Merci pour le chocolat

Mais quels extraits ici écoutés ! Au centre d’un passionnant duo pour deux flûtes, un « lamentabile » poignant de solitude qui s’achève dans la véhémence. Et puis ces Polonaises pour clavier seul, dont Dirk Boerner exalte l’intériorité, sans théâtralité qui serait hors de jeu affectif. « Friede » donne vie à sa perpétuelle contrastitude (un néologisme vient spontanément quand on évoque ce non-aligné du langage musical) : vitesse d’une pensée tourmentée, bouillonnement rompu d’imprévisibles silences , tombées en faiblesse, répétitif obsessionnel de formules rythmiques, et à l’improviste rêverie d’un promeneur solitaire aux bords de la Saale, chromatismes, échos, bizarreries harmoniques, armature d’inquiétude jusque sous une danse apparemment plus aimable…Seul un bis – dans une sonate en trio – le montre plus détendu…histoire d’aller se réchauffer au buffet installé dans le chœur de la Trinité, patronage de Café Z. oblige.

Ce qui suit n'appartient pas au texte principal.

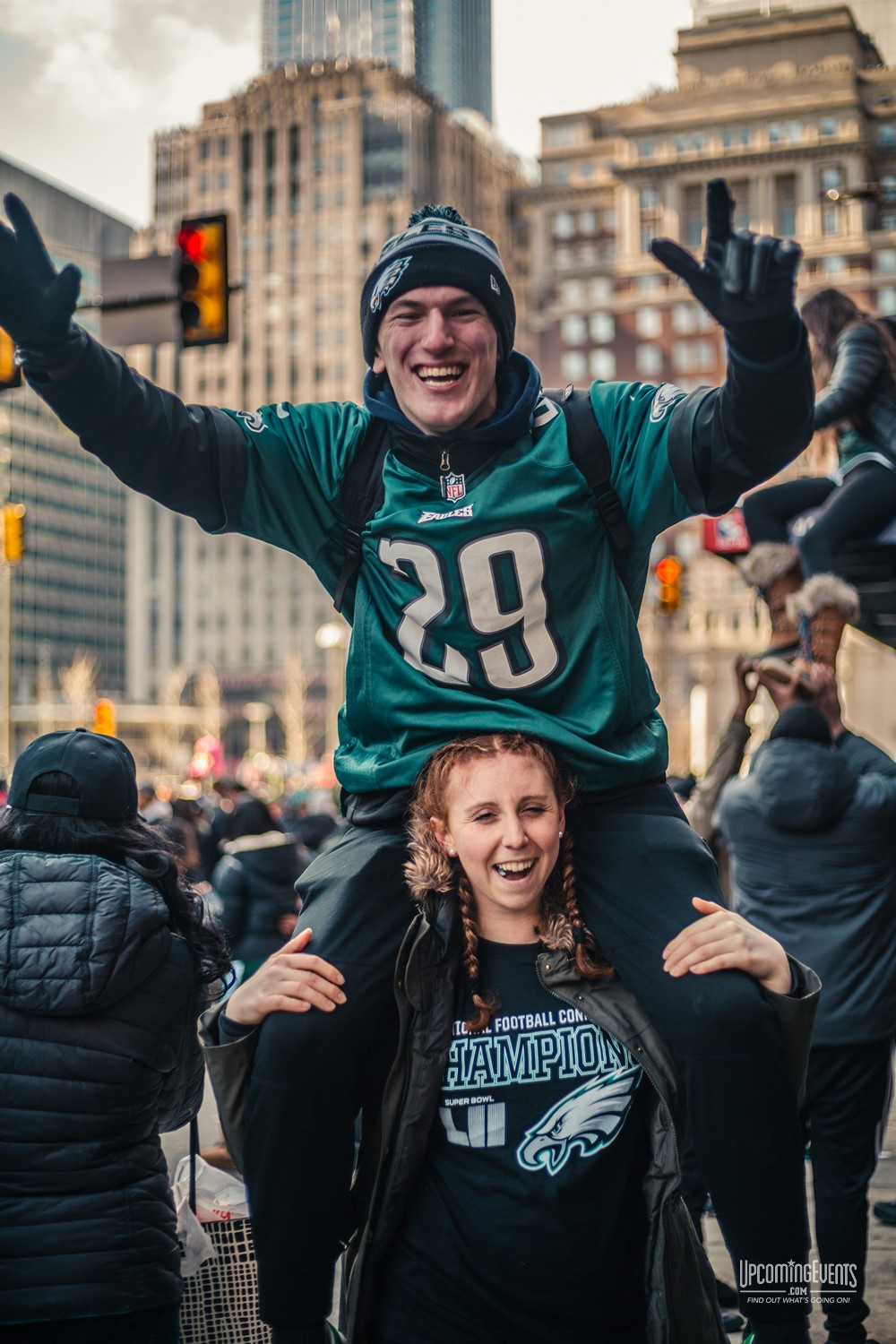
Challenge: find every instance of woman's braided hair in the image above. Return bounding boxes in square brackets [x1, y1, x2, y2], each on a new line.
[799, 289, 896, 392]
[404, 733, 613, 1032]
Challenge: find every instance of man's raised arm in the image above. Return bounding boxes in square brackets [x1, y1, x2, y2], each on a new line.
[650, 177, 814, 513]
[0, 194, 246, 531]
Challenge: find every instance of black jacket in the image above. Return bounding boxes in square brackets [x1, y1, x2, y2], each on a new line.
[345, 898, 820, 1344]
[814, 323, 896, 464]
[716, 733, 896, 1046]
[211, 831, 306, 961]
[30, 325, 814, 532]
[200, 900, 820, 1344]
[0, 851, 202, 1333]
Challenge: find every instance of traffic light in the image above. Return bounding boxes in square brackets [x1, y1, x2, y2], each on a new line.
[1, 504, 25, 564]
[653, 556, 681, 616]
[177, 215, 229, 346]
[92, 701, 116, 738]
[0, 330, 22, 392]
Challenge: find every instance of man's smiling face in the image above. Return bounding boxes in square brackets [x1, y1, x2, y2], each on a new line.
[374, 285, 498, 435]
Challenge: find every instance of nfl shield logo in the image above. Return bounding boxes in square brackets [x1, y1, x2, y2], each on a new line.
[442, 473, 466, 502]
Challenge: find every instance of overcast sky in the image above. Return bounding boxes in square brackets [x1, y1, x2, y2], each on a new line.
[0, 0, 691, 225]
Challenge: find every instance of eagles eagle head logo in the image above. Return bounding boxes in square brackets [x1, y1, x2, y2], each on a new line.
[516, 1064, 642, 1176]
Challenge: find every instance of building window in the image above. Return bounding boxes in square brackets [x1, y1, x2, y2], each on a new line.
[676, 131, 707, 155]
[769, 121, 804, 145]
[551, 210, 575, 238]
[683, 185, 705, 247]
[543, 121, 589, 150]
[634, 308, 662, 340]
[672, 340, 718, 374]
[728, 177, 751, 228]
[672, 304, 697, 336]
[589, 349, 616, 382]
[774, 172, 797, 238]
[239, 131, 253, 215]
[560, 280, 586, 304]
[721, 126, 753, 150]
[589, 314, 616, 346]
[560, 314, 589, 346]
[634, 346, 662, 378]
[818, 166, 844, 238]
[264, 129, 277, 220]
[560, 349, 589, 383]
[589, 276, 613, 304]
[877, 172, 896, 228]
[288, 126, 299, 215]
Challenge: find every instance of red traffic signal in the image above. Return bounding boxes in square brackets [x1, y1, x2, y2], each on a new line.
[92, 701, 116, 738]
[654, 556, 681, 583]
[0, 330, 22, 392]
[177, 215, 229, 346]
[0, 504, 27, 564]
[653, 556, 681, 616]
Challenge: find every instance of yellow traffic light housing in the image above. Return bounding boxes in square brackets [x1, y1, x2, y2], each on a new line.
[653, 556, 681, 616]
[177, 215, 229, 347]
[0, 328, 22, 392]
[92, 701, 116, 738]
[0, 504, 27, 564]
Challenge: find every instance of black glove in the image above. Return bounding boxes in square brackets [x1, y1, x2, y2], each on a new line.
[650, 177, 802, 365]
[0, 193, 81, 368]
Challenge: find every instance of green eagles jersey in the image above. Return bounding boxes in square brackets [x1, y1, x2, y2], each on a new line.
[222, 383, 691, 792]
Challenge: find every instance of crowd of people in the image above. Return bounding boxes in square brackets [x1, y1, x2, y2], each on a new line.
[0, 180, 896, 1344]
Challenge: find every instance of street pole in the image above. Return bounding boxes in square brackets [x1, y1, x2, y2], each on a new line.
[0, 561, 12, 781]
[0, 406, 12, 780]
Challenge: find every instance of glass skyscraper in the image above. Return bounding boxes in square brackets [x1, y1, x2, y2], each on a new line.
[0, 158, 132, 706]
[262, 0, 492, 121]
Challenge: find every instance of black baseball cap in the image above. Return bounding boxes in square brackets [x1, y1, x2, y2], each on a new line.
[6, 728, 137, 822]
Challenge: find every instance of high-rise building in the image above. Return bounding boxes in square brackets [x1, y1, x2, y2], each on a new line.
[0, 159, 132, 747]
[262, 0, 492, 121]
[692, 0, 896, 66]
[137, 61, 522, 757]
[514, 5, 896, 773]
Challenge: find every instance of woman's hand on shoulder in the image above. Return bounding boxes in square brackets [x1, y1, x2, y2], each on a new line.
[224, 929, 345, 1027]
[662, 897, 791, 995]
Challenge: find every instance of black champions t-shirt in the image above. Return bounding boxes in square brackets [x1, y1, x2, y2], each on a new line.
[374, 940, 650, 1344]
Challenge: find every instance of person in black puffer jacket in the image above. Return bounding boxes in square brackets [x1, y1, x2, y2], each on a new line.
[212, 798, 309, 980]
[0, 728, 228, 1344]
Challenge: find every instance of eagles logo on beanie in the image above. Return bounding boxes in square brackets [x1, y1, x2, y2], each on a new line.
[361, 206, 516, 366]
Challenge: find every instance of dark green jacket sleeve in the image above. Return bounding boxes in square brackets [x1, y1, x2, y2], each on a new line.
[30, 328, 247, 532]
[669, 323, 815, 513]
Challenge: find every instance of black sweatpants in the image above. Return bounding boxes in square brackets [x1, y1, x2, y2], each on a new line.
[804, 1039, 892, 1344]
[743, 462, 896, 578]
[246, 784, 809, 1325]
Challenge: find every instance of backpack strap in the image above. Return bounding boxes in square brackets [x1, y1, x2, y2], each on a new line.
[544, 383, 634, 599]
[333, 383, 634, 612]
[333, 416, 388, 612]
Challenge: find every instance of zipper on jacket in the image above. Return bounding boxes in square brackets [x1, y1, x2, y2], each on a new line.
[535, 959, 681, 1344]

A propos de l’excellent chocolat chaud et des douceurs qui sont proposés, et en notant que la Trinité est ancienne chapelle de Jésuites, on s’interrogera en toute historicité baroque : du temps des jansénistes et de leur rigueur sublimée par Pascal dans les Provinciales, Madame de Sablé et Madame de Guéméné disputèrent pour décider si on pouvait dans la même journée aller au bal puis communier. Alors les Jésuites de Lyon eussent admis le chocolat en fin de communion esthétique à la Trinité ? Oui, oui, pas de complexes, « ad majorem Dei gloriam ». Le Café Zimmermann d’entre Rhône et Saône a encore de belles heures à nous faire vivre…

Lyon. Chapelle de la Trinité, 15 janvier 2012. Flûtes et clavecin. J.S.Bach (1685-1750) Trio Sonate, Partita ; C.P.E. Bach ( 1714-1788), Sonate; W.F.Bach, Duo, Polonaises. Diana Baroni et Sarah Van Cornewal, flutes. Dirk Boerner, clavecin.